Bozidar Vucurevic, a wartime political leader in the town of Trebinje, told the Hague Tribunal that a Croat politician had jokingly downplayed the destruction, saying: “We destroyed the bridge, but we will build them an even newer Old Bridge.”

The HVO claimed the bridge was a legitimate military target because allowed Bosniak troops to cross to the other bank of the Neretva, as two other nearby bridges had been destroyed in 1992 by Bosnian Serb forces.

The International Criminal Tribunal for the Former Yugoslavia found that its destruction served a legitimate military purpose, and therefore “cannot be considered, in and of itself, as wanton destruction not justified by military necessity”.

HVO commander Slobodan Praljak, who killed himself by taking poison during the reading of his verdict in The Hague, denied until the last that he knew who destroyed the bridge.

A turning point in the conflict
Troops from NATO’s SFOR force begin to retrieve parts of the Old Bridge from the Neretva river in September 1997. Photo: EPA/Fehim Demir.

Kasumovic’s footage of the Old Bridge’s demise was seen around the world, thanks to journalist Sanel Kajan, who transferred the footage to the broadcast-quality Betamax format and sent it to Bosnian capital Sarajevo on horseback – the easiest and quickest way over the mountains in the absence of other transportation during wartime.

For Kasumovic, as for many historians, the destruction of the Old Bridge was a turning point in the Bosnian war because of the shock caused by the destruction of such a significant historical structure.

Soon afterwards, the HVO and the Bosnian Army decided to join forces and combine their efforts into fighting the Bosnian Serb military, which at the time was making significant progress on several fronts.

An improvised construction was then built to connect the two towers on the opposite banks of the Neretva previously spanned by the Old Bridge.

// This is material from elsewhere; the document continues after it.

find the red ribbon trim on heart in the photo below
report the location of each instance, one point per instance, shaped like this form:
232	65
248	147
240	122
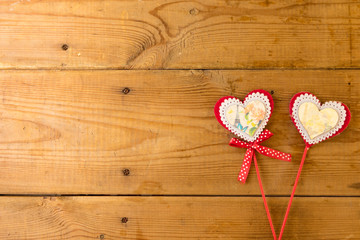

The reconstruction of the Old Bridge started in 1997, when the original parts of the structure were retrieved from the river. It was rebuilt at a cost of around 12 million euros and reopened in July 2004. It is now listed as a UNESCO World Heritage Site.

Thirty years later, Mostar remains a de facto divided city, with Bosniaks and Croats coexisting rather than living together.

The Old Bridge stands proudly again, but now as a symbol of a city that never managed to rebuild its pre-war spirit.

It is Mostar’s main tourist attraction, attracting some 100,000 sightseers each year. Tourists watch in fascination as courageous local divers leap from the bridge into the cold and unpredictable Neretva river.

The Divers Club Mostar also organises the annual commemoration of the destruction of the bridge. Flowers are thrown into the river and a diver’s makes a symbolic plunge into the water, followed by a moment of silence.

But Kasumovic, who now runs a highly-rated bed-and-breakfast in Mostar, argues that there should be a more substantial commemoration of the bridge’s destruction.

So far, the Mostar city administration hasn’t been involved in the commemoration or sent a representative to participate in the event. Local Croat leaders also do not attend as they do not see the bridge as a symbol of their community.

“It’s shameful that the commemorations are so short, that no Croats are attending, and that everything is kept so modest,” Kasumovic said.

Mostar Suffers Amid Twists and Turns of War
The 1992-95 war left Mostar the worst-damaged city in the country. In the early days of the war, from April 1992, the Bosnian Serbs attacked city first. Croats and Bosniaks joined forces and responded, forcing the Serbs to direct their troops to other fronts.

In September 1992, the Croat-led HVO started its attack on the eastern part of the city, populated mostly by Bosniaks. Several prison camps were set up where Bosniak men and boys were held.

Some 100,000 shells were fired at the city until March 1994, when the so-called Washington Treaty was signed and a truce was made between the HVO and the Bosnian Army, uniting them in the fight against Bosnian Serb forces.